The legislation was passed in 2021 but faced several legal challenges. Eventually, the Illinois Supreme Court ruled the law constitutional.

The law sparked concern for public safety, under the misconception that anyone charged with any crime would be released before their trial. Illinois is the only state to fully eliminate cash bail so far.

Peoria County State’s Attorney Jodi Hoos said her office is ready. Sheriff Chris Watkins said his office is prepared, though they will have to wait and see the effects.

“They’re not smiling about it,” Watkins said of his deputies. “I think even the general public it’s like, is this going to make our community safer?”

There are around 370 inmates in the Peoria County Jail right now, most of them on violent charges according to Watkins and Hoos. Those who are currently in jail for lower-level offenses and nonviolent crimes will have to file a motion for their pre-trial release.

“We do anticipate a number of motions for release will be filed,” Hoos said. “But we have a timeline that’s in place.”

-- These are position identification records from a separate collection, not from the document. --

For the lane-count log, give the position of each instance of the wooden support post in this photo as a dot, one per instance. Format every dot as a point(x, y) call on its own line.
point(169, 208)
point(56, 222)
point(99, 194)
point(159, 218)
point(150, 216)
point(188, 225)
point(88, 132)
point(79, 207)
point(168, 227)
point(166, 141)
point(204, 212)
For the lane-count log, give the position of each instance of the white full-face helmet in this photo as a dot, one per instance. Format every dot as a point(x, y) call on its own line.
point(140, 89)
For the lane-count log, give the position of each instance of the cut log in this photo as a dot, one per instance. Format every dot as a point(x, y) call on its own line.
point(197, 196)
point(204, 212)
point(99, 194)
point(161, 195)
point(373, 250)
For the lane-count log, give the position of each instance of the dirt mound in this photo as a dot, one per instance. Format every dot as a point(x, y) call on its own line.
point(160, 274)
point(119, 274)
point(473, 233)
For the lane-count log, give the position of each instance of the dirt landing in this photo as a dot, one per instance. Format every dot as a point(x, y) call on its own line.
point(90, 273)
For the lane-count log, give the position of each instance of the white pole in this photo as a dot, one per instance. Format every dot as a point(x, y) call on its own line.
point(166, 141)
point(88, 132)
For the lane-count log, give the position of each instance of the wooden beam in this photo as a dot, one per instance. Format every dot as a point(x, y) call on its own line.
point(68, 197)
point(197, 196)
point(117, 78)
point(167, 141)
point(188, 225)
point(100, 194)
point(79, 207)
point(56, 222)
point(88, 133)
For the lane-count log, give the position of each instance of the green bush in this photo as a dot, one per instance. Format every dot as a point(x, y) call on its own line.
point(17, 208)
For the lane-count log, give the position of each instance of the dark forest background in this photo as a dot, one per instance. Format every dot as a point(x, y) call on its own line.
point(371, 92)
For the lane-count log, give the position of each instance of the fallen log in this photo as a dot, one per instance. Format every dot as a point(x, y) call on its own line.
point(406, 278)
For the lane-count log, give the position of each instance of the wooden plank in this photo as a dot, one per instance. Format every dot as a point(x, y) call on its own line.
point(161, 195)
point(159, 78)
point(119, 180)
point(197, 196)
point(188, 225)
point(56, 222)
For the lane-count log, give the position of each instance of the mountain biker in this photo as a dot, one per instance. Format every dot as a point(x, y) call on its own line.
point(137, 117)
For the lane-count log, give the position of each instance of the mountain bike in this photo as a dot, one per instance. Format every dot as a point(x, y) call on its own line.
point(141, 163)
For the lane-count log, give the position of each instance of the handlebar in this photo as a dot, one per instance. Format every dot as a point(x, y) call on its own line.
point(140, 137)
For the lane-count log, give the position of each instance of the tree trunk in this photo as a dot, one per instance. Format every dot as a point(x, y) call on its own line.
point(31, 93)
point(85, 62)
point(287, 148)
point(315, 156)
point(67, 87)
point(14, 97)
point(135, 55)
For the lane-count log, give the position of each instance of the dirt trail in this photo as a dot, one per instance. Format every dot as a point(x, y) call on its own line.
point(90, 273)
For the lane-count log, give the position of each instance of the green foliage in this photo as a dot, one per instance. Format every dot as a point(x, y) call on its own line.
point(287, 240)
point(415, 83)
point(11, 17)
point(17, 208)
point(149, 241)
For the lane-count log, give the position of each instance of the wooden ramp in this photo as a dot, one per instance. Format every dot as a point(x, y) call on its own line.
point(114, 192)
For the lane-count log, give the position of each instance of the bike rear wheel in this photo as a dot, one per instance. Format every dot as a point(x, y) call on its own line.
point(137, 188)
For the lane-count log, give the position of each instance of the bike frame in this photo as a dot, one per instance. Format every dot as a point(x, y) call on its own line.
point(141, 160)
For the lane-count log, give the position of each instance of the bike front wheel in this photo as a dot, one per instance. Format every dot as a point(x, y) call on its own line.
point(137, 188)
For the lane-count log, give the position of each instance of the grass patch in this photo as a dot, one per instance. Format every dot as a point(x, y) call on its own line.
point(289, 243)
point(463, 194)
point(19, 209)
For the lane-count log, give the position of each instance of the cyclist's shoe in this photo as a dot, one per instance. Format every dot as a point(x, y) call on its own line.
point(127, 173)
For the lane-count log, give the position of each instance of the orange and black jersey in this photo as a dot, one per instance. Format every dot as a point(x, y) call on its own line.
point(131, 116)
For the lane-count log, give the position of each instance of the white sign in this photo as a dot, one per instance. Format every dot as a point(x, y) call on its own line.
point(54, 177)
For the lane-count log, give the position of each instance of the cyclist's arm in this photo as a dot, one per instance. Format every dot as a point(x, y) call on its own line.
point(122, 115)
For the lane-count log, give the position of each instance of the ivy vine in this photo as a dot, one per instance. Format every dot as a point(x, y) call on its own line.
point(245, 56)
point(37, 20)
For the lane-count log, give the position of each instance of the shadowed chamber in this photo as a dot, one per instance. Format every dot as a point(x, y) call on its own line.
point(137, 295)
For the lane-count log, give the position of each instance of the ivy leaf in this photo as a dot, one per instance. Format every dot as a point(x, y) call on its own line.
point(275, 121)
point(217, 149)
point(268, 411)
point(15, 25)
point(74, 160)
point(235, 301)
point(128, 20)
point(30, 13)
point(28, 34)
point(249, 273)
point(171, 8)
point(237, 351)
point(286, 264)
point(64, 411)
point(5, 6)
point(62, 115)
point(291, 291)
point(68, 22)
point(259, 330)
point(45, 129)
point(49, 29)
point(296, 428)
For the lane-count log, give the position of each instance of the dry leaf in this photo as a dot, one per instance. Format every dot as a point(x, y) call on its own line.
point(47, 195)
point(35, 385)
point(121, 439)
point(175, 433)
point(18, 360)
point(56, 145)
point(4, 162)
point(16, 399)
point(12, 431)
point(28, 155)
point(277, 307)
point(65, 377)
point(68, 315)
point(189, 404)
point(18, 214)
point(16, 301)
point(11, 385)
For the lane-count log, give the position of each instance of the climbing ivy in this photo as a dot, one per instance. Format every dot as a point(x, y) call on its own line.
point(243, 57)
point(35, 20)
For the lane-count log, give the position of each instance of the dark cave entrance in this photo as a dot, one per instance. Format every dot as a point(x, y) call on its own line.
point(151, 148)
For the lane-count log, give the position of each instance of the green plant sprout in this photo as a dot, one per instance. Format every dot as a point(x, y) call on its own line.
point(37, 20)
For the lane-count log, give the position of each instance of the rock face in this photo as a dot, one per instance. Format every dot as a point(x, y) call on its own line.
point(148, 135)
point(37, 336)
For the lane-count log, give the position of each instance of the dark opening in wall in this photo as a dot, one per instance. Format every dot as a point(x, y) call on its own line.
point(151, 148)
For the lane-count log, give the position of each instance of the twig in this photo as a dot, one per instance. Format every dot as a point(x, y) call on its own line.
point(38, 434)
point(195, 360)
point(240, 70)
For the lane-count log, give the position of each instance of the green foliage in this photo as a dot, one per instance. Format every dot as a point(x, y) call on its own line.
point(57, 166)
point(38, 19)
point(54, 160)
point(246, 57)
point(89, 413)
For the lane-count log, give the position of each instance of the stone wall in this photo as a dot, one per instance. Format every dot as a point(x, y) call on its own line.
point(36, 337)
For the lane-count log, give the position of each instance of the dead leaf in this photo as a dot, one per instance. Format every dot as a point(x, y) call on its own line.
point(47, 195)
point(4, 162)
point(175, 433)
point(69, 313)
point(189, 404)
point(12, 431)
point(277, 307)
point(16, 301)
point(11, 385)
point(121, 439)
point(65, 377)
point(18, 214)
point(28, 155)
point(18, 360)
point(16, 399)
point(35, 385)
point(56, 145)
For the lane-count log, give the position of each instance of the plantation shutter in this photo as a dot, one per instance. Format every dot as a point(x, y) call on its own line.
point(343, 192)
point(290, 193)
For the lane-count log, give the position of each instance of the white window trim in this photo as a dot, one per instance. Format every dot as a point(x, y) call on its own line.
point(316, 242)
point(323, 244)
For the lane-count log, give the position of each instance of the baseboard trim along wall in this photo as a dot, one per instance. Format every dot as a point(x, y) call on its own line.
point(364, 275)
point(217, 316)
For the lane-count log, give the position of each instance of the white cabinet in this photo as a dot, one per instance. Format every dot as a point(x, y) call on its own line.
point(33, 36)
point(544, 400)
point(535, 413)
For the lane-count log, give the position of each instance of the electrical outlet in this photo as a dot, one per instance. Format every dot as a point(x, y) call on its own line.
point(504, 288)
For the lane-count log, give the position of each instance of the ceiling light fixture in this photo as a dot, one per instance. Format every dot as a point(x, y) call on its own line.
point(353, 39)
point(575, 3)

Low-level offenders are often used across Peoria County for maintenance labor. A recently escaped inmate was taking out the trash when he ran off. Without those nonviolent offenders, there won’t be anyone to do that work, Watkins said. The county will have to contract those services out.

Judges will determine who is released based on their charges and criminal history. Violent offenders will still be detained before their trial.

“We will still be able to detain all those violent offenders that we detain today,” Hoos said. “Shootings, murderers, home invasions, assaults, all those cases.”

The law also moves up the timeline for a defendant to face trial. Courts must try someone within a 90-day window as opposed to a 120-day window from when they were charged.

In Knox County, State’s Attorney Jeremy Karlin said that a tighter timeline could cause extra stress while building a case, as they wait for forensic evidence to get back to them.

Karlin was one of the attorneys who initially sued the state over the elimination of cash bail. He said while he agrees with not keeping someone in jail because of their economic status, he had issues with the law as written. The trailer bill cleared up a lot of those problems, he said.

“I think the concern is from a small misconception about what the statute does, as well as we are all fearful of change in one way or another,” Karlin said.

There have been numerous training sessions for law enforcement in Knox County. They expanded the training to the general public so people could learn how the new system works. Karlin finds the critiques of the elimination of cash bail aren’t solved by keeping it around.

“People get released and then they commit new crimes,” Karlin said of the current system. “The SAFE-T Act isn’t really going to change that.”

Karlin said his office has also purposefully asked for a high bond to keep someone detained, and then were surprised when they raised the funds to pay. In their small community, they know defendants and their histories well.

Watkins, Hoos, and Karlin agree some wrinkles will need to be ironed out. The next three months will provide a clearer picture of how the elimination of cash bail will impact public safety.